Airbus Global Market Forecast 2024
Les Prévisions d'Airbus 2024-2043 : trafic aérien, livraisons, flotte en service...
C’est toujours avec beaucoup d’intérêt que notre équipe ID AERO prend connaissance du Global Market Forcast publié annuellement par AIRBUS.
L’édition 2024 rejoint bon nombre de nos propres analyses, nous nous en réjouissons, même s’il subsiste dans ce document quelques points qui nous paraissent discutables.
ID AERO partage les points suivants de ce GMF 2024 :
- Le trafic aérien, une fois de plus, a fait preuve d’une robustesse remarquable en traversant la plus grande crise de son histoire.

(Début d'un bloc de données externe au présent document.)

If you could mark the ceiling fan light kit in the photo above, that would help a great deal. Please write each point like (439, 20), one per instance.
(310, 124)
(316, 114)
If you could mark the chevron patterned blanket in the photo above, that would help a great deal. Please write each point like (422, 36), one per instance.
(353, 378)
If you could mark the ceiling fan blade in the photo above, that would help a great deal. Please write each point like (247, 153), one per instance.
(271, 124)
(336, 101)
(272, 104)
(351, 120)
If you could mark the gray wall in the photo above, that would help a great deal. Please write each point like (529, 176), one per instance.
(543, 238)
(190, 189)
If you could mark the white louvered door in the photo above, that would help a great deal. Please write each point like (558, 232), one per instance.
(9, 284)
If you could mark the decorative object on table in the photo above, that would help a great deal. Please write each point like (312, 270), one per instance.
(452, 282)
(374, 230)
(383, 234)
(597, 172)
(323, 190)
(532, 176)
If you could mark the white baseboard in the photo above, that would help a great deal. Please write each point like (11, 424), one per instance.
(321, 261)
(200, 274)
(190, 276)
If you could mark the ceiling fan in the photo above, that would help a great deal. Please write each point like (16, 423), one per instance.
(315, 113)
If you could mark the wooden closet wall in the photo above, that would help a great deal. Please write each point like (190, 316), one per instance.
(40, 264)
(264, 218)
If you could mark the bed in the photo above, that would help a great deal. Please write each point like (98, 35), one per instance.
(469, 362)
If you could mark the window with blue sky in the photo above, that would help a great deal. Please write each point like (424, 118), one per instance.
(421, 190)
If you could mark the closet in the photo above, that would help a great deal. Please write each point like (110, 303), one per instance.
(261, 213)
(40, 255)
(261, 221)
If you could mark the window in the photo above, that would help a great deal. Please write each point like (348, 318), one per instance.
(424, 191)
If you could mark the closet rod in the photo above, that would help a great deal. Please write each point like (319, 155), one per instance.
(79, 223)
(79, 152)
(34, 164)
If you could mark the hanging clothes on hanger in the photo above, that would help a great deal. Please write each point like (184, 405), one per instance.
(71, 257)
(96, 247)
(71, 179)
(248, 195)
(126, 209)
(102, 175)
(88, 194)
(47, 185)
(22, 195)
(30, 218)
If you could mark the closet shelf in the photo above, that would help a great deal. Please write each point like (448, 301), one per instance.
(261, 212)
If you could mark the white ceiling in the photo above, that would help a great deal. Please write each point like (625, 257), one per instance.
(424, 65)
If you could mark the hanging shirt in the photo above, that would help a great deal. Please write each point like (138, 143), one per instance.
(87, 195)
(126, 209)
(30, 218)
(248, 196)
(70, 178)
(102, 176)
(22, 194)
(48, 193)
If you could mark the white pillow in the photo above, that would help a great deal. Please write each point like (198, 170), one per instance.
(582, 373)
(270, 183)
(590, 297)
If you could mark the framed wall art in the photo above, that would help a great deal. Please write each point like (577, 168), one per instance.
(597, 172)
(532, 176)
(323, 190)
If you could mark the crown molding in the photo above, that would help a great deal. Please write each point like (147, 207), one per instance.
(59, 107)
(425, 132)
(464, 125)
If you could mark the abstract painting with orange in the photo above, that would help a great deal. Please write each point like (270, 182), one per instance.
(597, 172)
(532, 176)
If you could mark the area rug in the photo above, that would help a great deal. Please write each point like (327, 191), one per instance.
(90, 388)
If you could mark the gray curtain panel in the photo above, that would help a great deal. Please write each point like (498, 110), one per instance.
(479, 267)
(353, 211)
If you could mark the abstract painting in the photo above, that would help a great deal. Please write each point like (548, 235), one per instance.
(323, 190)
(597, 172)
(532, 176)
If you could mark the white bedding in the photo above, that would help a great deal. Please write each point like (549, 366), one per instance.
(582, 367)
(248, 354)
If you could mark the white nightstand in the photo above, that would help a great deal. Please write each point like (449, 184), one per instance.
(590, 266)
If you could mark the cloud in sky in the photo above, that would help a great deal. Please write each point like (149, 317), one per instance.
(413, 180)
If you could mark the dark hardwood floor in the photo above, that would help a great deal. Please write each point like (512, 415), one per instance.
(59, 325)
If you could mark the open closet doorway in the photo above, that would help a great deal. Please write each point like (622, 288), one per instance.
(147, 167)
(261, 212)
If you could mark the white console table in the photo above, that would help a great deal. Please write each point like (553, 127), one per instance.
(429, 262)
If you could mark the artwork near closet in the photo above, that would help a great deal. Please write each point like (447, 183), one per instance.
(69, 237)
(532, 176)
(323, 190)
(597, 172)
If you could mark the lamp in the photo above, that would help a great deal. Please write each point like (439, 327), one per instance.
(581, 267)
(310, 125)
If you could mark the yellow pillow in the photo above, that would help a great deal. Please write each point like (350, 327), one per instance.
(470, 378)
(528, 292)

- Le retour au niveau élevé de trafic de 2019 est pratiquement atteint et en voie d’être dépassé. On peut prévoir un overshoot au cours des trois prochaines années. Airbus abandonne le dogme des années perdues, irrécupérables. Enfin !
- La dynamique du trafic aérien repose sur les besoins irrépressibles de la population mondiale. Cette dynamique entraînera un doublement de la flotte au cours des vingt prochaines années.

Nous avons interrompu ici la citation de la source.